Comment by ehnto
13 hours ago
It does make the lowest common denominator easier to reach though. By which I mean your local takeaway shop can have a professional looking website for next to nothing, where before they just wouldn't have had one at all.
I think exceptional work, AI tools or not, still takes exceptional people with experience and skill. But I do feel like a certain level of access to technology has been unlocked for people smart enough, but without the time or tools to dive into the real industry's tools (figma, code, data tools etc).
The local takeaway shop could have had a professional looking website for years with Wix, Squarespace, etc. There are restaurant specific solutions as well. Any of these would be better than vibe coding for a non-tech person. No-code has existed for years and there hasn't been a flood of bespoke software coming from end users. I find it hard to believe that vibe-coding is easier or more intuitive than GUI tooling designed for non-experts...
I think the idea that LLM's will usher in some new era where everyone and their mom are building software is a fantasy.
I more or less agree specifically on the angle that no-code has existed, yet non-technical people still aren't executing on technical products. But I don't think vibe-coding is where we see this happening, it will be in chat interfaces or GUIs. As the "scafolding" or "harnesses" mature more, and someone can just type what they want, then get a deployed product within the day after some back and forth.
I am usually a bit of an AI skeptic but I can already see that this is within the realm of possibility, even if models stopped improving today. I think we underestimate how technical things like WIX or Squarespace are, to a non-technical person, but many are skilled business people who could probably work with an LLM agent to get a simple product together.
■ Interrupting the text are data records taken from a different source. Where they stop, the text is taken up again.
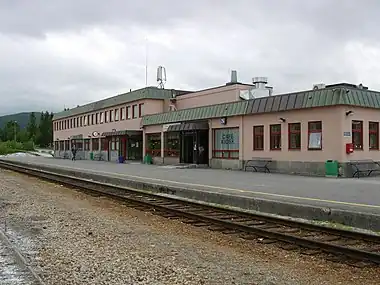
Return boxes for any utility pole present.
[13,121,17,142]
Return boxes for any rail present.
[0,161,380,264]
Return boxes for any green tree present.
[26,112,37,142]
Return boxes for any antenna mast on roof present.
[157,66,166,89]
[145,37,148,87]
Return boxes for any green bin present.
[144,154,153,164]
[325,160,339,177]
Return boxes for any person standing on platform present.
[71,145,77,161]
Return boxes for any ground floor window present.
[253,126,264,150]
[352,121,363,149]
[288,123,301,150]
[270,124,281,150]
[212,128,239,159]
[71,140,83,150]
[65,141,70,150]
[369,122,379,150]
[84,139,90,151]
[164,132,180,157]
[146,133,161,156]
[308,121,322,150]
[92,139,99,151]
[100,138,108,151]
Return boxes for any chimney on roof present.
[226,70,239,85]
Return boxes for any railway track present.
[0,161,380,266]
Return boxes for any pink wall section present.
[176,84,252,110]
[54,100,163,140]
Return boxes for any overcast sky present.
[0,0,380,114]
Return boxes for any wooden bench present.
[349,159,380,178]
[94,152,104,161]
[244,157,272,173]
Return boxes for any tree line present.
[0,111,53,147]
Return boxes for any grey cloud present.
[0,0,380,114]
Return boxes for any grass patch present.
[0,141,34,155]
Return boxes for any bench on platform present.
[94,152,104,161]
[349,159,380,178]
[244,157,272,173]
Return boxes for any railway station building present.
[53,74,380,176]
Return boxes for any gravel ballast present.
[0,170,380,285]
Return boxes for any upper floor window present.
[115,109,119,121]
[352,121,363,149]
[120,107,126,120]
[270,124,281,150]
[253,126,264,150]
[132,105,138,119]
[288,123,301,149]
[308,121,322,149]
[368,122,379,150]
[139,103,144,118]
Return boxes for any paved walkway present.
[2,157,380,214]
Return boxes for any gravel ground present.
[0,170,380,285]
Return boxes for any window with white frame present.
[110,110,115,122]
[120,107,125,120]
[115,109,119,121]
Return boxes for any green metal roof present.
[53,87,184,120]
[142,101,249,126]
[246,86,380,115]
[142,85,380,126]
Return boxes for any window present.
[91,138,99,151]
[288,123,301,149]
[132,105,137,119]
[212,128,239,159]
[308,121,322,149]
[269,124,281,150]
[84,139,90,151]
[369,122,379,150]
[139,103,144,118]
[352,121,363,149]
[100,138,108,151]
[115,109,119,121]
[120,107,126,121]
[164,132,179,157]
[65,141,70,150]
[146,133,161,157]
[253,126,264,150]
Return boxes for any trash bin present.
[144,154,153,164]
[325,160,339,177]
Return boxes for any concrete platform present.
[2,157,380,231]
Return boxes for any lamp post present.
[13,121,17,142]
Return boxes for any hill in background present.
[0,112,41,129]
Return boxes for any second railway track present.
[0,161,380,266]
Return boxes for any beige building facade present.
[53,76,380,176]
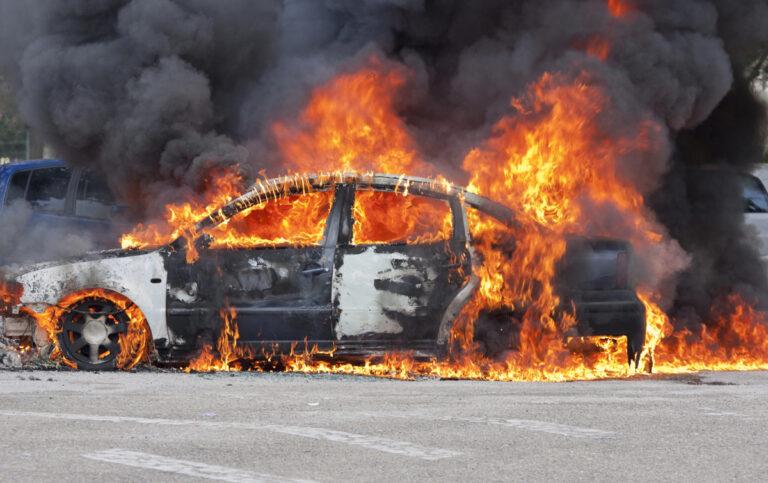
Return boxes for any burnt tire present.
[474,311,520,360]
[58,297,130,371]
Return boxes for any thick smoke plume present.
[0,0,768,326]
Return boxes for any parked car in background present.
[744,166,768,261]
[0,159,122,262]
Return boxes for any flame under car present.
[4,174,645,369]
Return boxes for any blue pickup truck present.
[0,159,124,261]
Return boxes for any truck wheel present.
[59,297,130,371]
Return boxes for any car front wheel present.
[58,297,143,371]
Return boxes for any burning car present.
[2,173,645,370]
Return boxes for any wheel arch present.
[17,252,168,339]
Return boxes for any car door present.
[333,185,466,348]
[168,185,340,344]
[5,166,72,233]
[72,170,131,249]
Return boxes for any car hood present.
[2,248,162,279]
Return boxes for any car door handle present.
[301,267,328,276]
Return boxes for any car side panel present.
[16,251,168,339]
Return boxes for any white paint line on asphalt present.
[438,416,616,439]
[0,410,461,461]
[361,412,616,439]
[82,448,312,483]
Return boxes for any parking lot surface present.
[0,371,768,481]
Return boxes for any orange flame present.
[185,307,253,372]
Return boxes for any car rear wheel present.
[59,297,130,371]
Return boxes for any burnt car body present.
[0,174,645,368]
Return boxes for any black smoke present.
[0,0,768,322]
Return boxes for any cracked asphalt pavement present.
[0,371,768,482]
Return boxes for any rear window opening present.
[352,190,453,245]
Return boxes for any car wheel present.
[474,311,520,360]
[59,297,130,371]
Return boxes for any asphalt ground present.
[0,371,768,482]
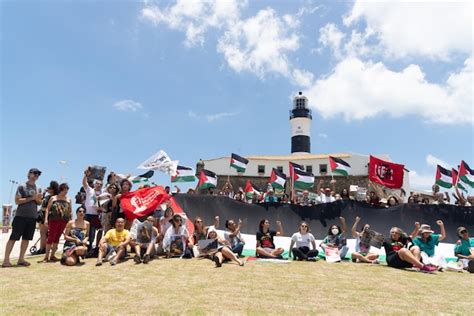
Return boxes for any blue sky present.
[0,0,474,203]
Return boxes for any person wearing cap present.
[351,216,379,264]
[95,218,130,266]
[383,226,436,273]
[255,219,285,259]
[454,226,474,273]
[224,218,245,257]
[264,189,278,203]
[207,227,244,268]
[2,168,43,268]
[413,220,447,269]
[163,214,192,259]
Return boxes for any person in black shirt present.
[383,227,436,273]
[256,219,285,259]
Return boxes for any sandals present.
[212,256,222,268]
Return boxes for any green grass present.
[0,257,474,315]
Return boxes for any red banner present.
[369,156,405,189]
[120,186,169,220]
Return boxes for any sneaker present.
[212,256,222,268]
[105,250,117,261]
[420,264,436,273]
[133,255,142,264]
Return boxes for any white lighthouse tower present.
[290,92,313,154]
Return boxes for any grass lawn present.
[0,257,474,315]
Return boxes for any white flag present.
[137,150,179,177]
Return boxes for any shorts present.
[386,252,413,269]
[105,244,128,257]
[10,216,36,240]
[46,219,67,245]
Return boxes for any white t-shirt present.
[318,193,336,203]
[291,232,315,248]
[84,186,102,215]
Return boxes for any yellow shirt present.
[105,228,130,247]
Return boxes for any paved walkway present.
[0,229,64,261]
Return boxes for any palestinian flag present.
[459,160,474,188]
[270,168,286,190]
[290,161,304,179]
[230,154,249,172]
[451,168,467,193]
[197,169,217,190]
[436,165,453,189]
[245,180,262,199]
[171,166,196,182]
[329,156,351,177]
[115,170,155,183]
[293,169,314,190]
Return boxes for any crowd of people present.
[2,168,474,272]
[205,180,474,208]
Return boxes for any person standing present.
[43,183,72,262]
[2,168,43,268]
[82,168,102,255]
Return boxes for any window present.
[319,164,328,173]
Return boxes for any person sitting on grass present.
[130,216,158,264]
[454,226,474,273]
[288,222,318,261]
[95,218,130,266]
[61,205,90,266]
[351,216,379,263]
[413,220,447,270]
[256,219,285,259]
[383,227,436,273]
[224,218,245,257]
[163,214,192,259]
[193,216,219,245]
[207,227,244,268]
[319,216,349,259]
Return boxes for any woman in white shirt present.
[288,222,318,261]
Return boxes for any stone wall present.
[211,175,369,193]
People keep saying code was never the real skill of an engineer, but rather solving business logic issues and codifying them. Well people running a business can probably do that too, and it would be interesting to see them work with an LLM to produce a product.
> I think we underestimate how technical things like WIX or Squarespace are, to a non-technical person, but many are skilled business people who could probably work with an LLM agent to get a simple product together.
In the same vein, I think you underestimate how much "hidden" technical knowledge must be there to actually build a software that works most of the time (not asking for a bug-free program). To design such a program with current LLM coding agents you need to be at very least a power user, probably a very powerful one, in the domain of the program you want to build and also in the domain of general software. Maybe things will improve with LLM and agents and "make it work" will be enough for the agent to create tests, try extensively the program, finding bugs and squashing them and do all the extra work needed, who know. But we are definitely not there today.
Yeah I've thought for a while that the ideal interface for non-tech users would be these no-code tools but with an AI interface. Kinda dumb to generate code that they can't make sense of, with no guard rails etc.